The chamberlain motioned toward the Sire of Trans, who lolled ostentatiously on the raised and canopied seat at the extremity of the gallery. The mimic King was a man of large size, corpulent and of middle age. On her journey, Joan had often interrogated the knight of Novelpont on Charles VII, his external appearance, his features. Being thus informed that the prince was of a frail physique, pale complexion and short stature, and finding no point of resemblance between that portrait and the robustious appearance of the Sire of Trans, Joan readily perceived that she was being trifled with. Wounded to the heart by the fraud, the sign of insulting mistrust or of a joke unworthy of royalty, if Charles was an accomplice in the game, Joan turned back toward the chamberlain, and said, with indignation mantling her cheek:

"You deceive me—him that you point out to me is not the King."[50]

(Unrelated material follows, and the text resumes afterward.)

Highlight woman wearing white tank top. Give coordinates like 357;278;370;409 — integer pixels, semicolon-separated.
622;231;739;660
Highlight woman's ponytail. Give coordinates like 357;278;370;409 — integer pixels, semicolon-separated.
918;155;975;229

Immediately noticing a few steps away from her a frail looking and pale young man of small stature, whose features accorded perfectly with the description that she preserved as a perpetual souvenir in her mind, Joan walked straight towards the King and bent her knee before him, saying in a sweet and firm voice: "Sir Dauphin, the Lord God sends me to you in His name to save you. Place armed men at my command, and I shall raise the siege of Orleans and drive the English from your kingdom. Before a month is over I shall take you to Rheims, where you will be crowned King of France."[51]

Some of the bystanders, convinced as they were that the peasant girl of Domremy obeyed an inspiration, considered supernatural the sagacity that she had just displayed in recognizing Charles VII from among the courtiers; they were all the more impressed by the language that she held to the King. A large number of others, attributing Joan's penetration to a freak of accident, saw in her words only a ridiculous and foolish boast, and they suppressed with difficulty their jeering disdain at this daughter of the fields daring so brazenly to promise the King that she would clear his kingdom of the English, until then the vanquishers of the most renowned captains.